A friendly mediator in this environment is likely to tell you to jump through hoops or wait until another time. Have patience, because “that’s China.” Now, I was never directly held up by this type of runaround, but I was aware of the way the system worked. At any moment, the baton of responsibility and social power might be passed. In the Chinese mentality, people did not expect to get anywhere or receive the treatment they desired unless they had personal connections to someone with power, who could pull the right levers, in which case no paperwork was needed and all problems were solved. Perhaps the Chinese are mostly right about how the world works, and they have only made an implicit social phenomenon explicit.

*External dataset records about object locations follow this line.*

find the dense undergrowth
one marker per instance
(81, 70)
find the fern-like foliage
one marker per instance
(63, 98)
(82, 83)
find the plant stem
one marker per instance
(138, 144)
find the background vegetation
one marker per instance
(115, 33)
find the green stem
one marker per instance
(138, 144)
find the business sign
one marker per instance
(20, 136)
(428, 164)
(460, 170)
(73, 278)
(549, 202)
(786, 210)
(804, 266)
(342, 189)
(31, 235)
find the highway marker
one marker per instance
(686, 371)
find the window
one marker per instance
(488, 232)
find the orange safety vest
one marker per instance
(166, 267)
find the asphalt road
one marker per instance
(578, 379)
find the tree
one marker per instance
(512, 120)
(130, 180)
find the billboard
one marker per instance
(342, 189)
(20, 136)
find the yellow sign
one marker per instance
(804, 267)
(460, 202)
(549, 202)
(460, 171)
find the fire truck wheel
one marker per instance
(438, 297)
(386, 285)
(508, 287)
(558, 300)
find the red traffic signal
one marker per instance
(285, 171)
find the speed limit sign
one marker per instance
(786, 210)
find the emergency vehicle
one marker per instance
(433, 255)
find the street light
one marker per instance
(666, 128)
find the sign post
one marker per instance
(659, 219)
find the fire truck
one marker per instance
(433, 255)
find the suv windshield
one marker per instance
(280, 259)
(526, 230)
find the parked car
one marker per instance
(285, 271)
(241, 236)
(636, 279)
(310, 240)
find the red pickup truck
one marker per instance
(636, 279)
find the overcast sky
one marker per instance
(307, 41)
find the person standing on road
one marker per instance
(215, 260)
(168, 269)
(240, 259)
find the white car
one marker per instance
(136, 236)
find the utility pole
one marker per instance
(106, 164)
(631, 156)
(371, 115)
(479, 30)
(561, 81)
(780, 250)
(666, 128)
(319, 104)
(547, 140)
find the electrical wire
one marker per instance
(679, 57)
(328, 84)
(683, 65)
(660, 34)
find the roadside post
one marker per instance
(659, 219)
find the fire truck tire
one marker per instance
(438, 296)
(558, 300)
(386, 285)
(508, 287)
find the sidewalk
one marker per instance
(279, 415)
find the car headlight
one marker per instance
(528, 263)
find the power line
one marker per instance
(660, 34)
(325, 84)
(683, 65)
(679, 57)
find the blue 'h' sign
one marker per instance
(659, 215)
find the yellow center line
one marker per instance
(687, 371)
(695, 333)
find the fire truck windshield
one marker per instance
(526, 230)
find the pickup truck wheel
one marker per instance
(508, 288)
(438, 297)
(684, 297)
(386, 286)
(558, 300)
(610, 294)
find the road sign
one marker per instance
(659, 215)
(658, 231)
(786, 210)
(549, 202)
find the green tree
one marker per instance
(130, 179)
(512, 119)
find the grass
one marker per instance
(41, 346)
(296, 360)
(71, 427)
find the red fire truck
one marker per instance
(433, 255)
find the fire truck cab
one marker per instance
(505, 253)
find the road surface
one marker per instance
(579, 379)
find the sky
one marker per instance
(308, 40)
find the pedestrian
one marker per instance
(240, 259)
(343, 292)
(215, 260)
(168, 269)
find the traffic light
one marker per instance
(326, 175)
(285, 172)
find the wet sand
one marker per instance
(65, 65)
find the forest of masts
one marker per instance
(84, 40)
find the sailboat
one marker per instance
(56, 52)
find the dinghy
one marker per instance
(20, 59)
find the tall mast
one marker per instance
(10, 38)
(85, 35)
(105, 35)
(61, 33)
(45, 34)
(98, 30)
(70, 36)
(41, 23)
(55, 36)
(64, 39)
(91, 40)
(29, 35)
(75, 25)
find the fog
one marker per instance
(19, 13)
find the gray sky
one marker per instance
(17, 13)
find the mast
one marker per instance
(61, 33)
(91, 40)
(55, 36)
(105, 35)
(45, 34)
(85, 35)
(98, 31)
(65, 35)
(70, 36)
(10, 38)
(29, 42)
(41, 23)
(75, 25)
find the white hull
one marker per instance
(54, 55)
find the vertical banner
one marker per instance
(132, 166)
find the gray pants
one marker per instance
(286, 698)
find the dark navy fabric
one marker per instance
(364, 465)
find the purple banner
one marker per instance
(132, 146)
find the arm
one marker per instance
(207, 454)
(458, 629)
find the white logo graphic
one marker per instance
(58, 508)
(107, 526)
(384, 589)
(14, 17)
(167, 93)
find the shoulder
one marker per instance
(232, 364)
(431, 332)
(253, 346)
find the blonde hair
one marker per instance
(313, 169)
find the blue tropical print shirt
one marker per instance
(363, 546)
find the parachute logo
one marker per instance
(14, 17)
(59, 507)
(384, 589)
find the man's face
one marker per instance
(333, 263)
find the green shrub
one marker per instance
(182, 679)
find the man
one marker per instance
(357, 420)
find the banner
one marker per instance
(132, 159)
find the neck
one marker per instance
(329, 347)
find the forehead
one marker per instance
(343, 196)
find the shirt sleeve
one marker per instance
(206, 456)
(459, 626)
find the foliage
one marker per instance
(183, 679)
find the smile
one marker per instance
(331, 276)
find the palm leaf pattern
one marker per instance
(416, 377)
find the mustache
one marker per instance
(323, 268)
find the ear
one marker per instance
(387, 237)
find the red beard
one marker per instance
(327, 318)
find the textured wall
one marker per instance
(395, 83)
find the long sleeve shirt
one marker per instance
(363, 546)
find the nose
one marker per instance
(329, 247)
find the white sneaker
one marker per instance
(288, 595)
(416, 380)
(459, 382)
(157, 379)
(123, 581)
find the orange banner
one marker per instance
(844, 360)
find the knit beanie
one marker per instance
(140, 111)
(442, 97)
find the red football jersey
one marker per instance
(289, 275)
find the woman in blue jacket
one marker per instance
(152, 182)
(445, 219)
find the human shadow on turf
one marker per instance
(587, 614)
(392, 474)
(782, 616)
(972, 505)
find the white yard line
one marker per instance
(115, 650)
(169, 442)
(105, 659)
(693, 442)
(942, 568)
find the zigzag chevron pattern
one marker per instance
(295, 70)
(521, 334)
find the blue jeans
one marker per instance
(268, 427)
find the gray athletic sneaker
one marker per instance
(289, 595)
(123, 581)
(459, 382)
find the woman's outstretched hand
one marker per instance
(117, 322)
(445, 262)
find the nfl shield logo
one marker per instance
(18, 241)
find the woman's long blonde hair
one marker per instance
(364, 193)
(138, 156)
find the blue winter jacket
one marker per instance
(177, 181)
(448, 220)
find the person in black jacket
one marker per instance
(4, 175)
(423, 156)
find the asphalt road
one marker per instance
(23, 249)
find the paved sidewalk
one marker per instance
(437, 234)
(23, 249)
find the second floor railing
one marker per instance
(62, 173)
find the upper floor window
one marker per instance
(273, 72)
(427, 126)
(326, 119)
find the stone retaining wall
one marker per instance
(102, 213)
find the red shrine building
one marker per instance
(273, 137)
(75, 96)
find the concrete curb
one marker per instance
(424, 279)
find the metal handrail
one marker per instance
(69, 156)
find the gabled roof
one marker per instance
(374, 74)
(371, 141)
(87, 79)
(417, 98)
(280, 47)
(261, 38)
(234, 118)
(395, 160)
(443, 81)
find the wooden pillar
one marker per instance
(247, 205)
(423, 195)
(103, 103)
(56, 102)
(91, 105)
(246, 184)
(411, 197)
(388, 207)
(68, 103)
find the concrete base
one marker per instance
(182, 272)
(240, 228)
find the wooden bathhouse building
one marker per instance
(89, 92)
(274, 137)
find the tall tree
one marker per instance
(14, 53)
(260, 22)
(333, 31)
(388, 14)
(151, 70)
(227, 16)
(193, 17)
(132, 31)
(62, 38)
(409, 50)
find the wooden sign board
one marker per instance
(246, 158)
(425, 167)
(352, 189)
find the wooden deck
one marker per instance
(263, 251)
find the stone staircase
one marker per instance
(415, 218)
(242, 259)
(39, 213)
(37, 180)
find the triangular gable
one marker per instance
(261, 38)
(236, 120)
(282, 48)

So those were my hospital experiences in China. There were other times I visited hospitals- I visited a major hospital in Shanghai, I briefly walked through a hallway and bathroom of a city hospital in semi-rural China, I went to a patient room in a small hospital near my university by walking up unlit stone steps in a dark alley, I visited a new mother and her infant daughter lying in a narrow room with a row of five beds and other women and their families pressed close together, and I saw a young man with a broken arm wrapped up in the sorriest looking cast and sling I have ever seen- but I mention these major episodes in the spirit of my other stories written here. I do not offer, I could not offer, a survey on the Chinese healthcare system. What I can share is my individual experience, which another foreign traveler would share much of if he ventured into the heart of China (except the 3-day stay, hopefully), and I can share my perspective on particular Chinese customs and culture.

If you ever set foot in the real China, you very likely might see things differently; I’ve met people who are both much more enthused and much more jaded on China than I am. One thing, though, you could not disagree over with me: visiting a Chinese hospital will make you count your blessings in having lived in the West.